Dainte, Yelir und Degoni hatten sie vor einer Stunde hergebracht, damit sie sich erholen konnte und waren wieder gegangen. Seitdem lauschte sie darauf, ob sie wirklich allein war.
Eigentlich wollte sie ihre unnötige Magie abgeben, um ihren Körper zu schonen, doch hier im Harem war das zu gefährlich. Die Frauen hier waren nicht geschützt. Keiner trug ein Artefakt oder beherrschte gar selbst Magie. Darum fühlte sich Zunae auch völlig Fehl am Platz.
Trotzdem wusste sie, dass der Harem sehr gut bewacht wurde. Überall gab es Wachen, die an den meisten Türen warteten.
Zunae erhob sich schwerfällig und lief auf sie Tür zu, die hoffentlich nach draußen führte. Als sie diese öffnete, atmete sie die frische Luft ein.
»Lady«, erklang eine vorsichtige Stimme und Zunae entdeckte Belle, die mit Blumen auf sie zu kam.
Sie legte fragend den Kopf schief, als ihr schon wieder schwummrig wurde und ihr Blick etwas verschwamm.
Zunae versuchte, nicht zu sehr zu schwanken, doch Belle schien es zu bemerken. »Bitte ruht Euch aus«, sagte sie schnall und hielt Zunae am Arm, als sie bei ihr war. »Der König wünscht nicht, dass Ihr hinausgeht«, bemerkte sie besorgt, schien sich aber nicht zu trauen, Zunae wieder hineinzuführen.
Diese versuchte sich wieder zu fassen, doch so richtig gelang es ihr nicht. »Ich würde mich gern setzen«, murmelte sie und suchte mit ihrem verschwommenen Blick nach einer Bank.
Sie verstand nicht, was mit ihr los war. Warum nahm diese Magie sie so sehr mit?

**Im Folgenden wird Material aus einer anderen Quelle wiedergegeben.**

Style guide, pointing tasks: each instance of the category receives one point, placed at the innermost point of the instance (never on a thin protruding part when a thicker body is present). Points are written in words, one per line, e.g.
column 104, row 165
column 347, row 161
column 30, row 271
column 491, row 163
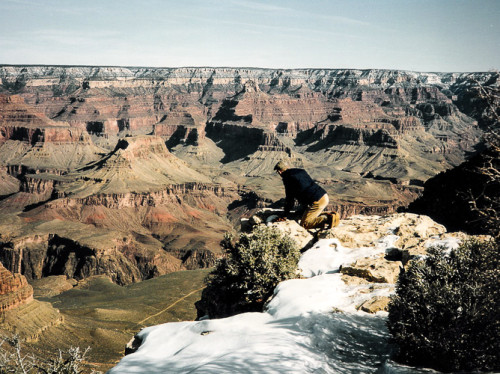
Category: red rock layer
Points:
column 14, row 290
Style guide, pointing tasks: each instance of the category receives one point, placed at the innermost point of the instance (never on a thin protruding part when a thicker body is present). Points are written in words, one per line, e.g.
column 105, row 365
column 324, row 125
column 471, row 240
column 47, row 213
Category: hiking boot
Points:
column 333, row 220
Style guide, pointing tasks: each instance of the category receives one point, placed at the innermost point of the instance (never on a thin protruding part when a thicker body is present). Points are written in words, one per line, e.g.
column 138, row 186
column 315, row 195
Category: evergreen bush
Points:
column 252, row 267
column 445, row 312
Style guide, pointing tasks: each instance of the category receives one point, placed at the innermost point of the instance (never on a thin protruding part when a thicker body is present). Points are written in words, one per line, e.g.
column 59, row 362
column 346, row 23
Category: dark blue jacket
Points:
column 299, row 185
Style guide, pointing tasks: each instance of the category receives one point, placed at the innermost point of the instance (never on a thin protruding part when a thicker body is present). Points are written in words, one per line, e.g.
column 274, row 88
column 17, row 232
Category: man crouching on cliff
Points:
column 299, row 185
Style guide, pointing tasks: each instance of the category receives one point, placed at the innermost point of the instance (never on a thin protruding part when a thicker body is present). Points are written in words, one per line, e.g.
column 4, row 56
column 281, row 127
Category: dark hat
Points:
column 281, row 166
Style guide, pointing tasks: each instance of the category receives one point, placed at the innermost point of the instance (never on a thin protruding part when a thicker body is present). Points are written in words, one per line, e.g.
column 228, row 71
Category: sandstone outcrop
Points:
column 19, row 313
column 388, row 242
column 164, row 157
column 14, row 290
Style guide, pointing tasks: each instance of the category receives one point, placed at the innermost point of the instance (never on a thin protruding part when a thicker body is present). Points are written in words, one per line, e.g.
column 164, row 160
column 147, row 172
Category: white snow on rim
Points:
column 301, row 331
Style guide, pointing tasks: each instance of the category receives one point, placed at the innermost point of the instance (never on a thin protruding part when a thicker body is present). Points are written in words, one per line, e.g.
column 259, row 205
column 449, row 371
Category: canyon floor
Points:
column 117, row 184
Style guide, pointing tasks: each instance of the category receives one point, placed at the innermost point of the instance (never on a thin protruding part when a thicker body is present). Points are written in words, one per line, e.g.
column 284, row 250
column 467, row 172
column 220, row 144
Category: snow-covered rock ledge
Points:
column 318, row 324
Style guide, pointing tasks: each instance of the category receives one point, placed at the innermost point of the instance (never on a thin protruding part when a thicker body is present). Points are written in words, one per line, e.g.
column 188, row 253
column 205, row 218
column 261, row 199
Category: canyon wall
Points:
column 136, row 172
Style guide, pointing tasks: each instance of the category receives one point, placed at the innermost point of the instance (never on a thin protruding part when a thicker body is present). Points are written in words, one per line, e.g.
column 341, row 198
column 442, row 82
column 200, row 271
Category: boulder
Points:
column 375, row 304
column 377, row 270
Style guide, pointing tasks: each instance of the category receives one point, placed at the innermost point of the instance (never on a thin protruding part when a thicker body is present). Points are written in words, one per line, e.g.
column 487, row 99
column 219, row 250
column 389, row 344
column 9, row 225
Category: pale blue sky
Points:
column 419, row 35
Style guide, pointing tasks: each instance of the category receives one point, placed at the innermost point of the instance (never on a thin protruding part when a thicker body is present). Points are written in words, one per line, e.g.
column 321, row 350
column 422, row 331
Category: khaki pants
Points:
column 312, row 217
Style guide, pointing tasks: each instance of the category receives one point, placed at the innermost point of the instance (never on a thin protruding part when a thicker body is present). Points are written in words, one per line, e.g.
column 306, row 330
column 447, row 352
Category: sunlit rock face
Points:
column 169, row 159
column 14, row 290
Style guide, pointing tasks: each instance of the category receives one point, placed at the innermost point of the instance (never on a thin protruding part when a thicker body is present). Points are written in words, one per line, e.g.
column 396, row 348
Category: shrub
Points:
column 13, row 360
column 445, row 312
column 252, row 267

Belle sah sich hektisch um. »Hier entlang«, flüsterte sie und führte Zunae ein Stück nach links, wo sich eine Bank befand. Eine steinerne, wie Zunae spürte, als sie sich setzte.
Mit einem Seufzen lehnte sie sich zurück und schloss die Augen. Dabei spürte sie, wie sich etwas zwischen ihre Bein schlich und sich an sie drückte.
Ein leichtes Lächeln umspielte ihre Lippen. »Belle, kannst du mir bitte etwas zum Trinken bringen?«, fragte sie, ohne die Augen zu öffnen.
»Wie Ihr wünscht«, erwiderte Belle sofort und lief los. Ihre sanften Schritte klangen an Zunaes Ohr und erst, als diese verklungen waren, öffnete sie die Augen.
Als sie sich jetzt versuchte zu fokussieren, wurde ihr Blick wieder klarer. Erst dann sah sie nach unten und schmunzelte.
Das schwarze Fellknäul, das sich um ihre Beine schmiegte, hatte sie die letzten Tage sehr vermisst.
Sie klopfte sich leicht auf ihren Schoß und mit einem eleganten Sprung landete Chiaki darauf, der sich sofort an ihre dargebotene Hand schmiegte. »Was hast du alles rausgefunden, mein Süßer?«, fragte sie leise und stupste mit ihrer Stirn sein Köpfchen an.
Statt Worte bekam sie eine Flut an Bildern, als würde der Kater ihr direkt zeigen, was er gesehen hatte.
Ohne Worte, die für Menschen verständlich waren, gab Chiaki das Gesehene weiter, was Zunae nachdenklich machte.
Es gab genug Diener im Schloss, doch Yelir schien keinen von ihnen richtig zu vertrauen. Zumindest nicht, wenn es um sie ging.
Er wusste, dass es wichtig war, dass ihr nichts geschah, weshalb er sich selbst um sie kümmern wollte. Zumindest hatte er das seinen Brüdern so noch einmal erzählt, als Chiaki sie beobachtet hatte.
Zunae wurde klar, dass er ihr aber auch nicht vertraute. Nicht unbedingt, wenn es darum ging, ihn nicht anzugreifen, aber aus irgendeinem Grund traute er ihr zu, sich selbst zu schaden, um den Frieden zu gefährden.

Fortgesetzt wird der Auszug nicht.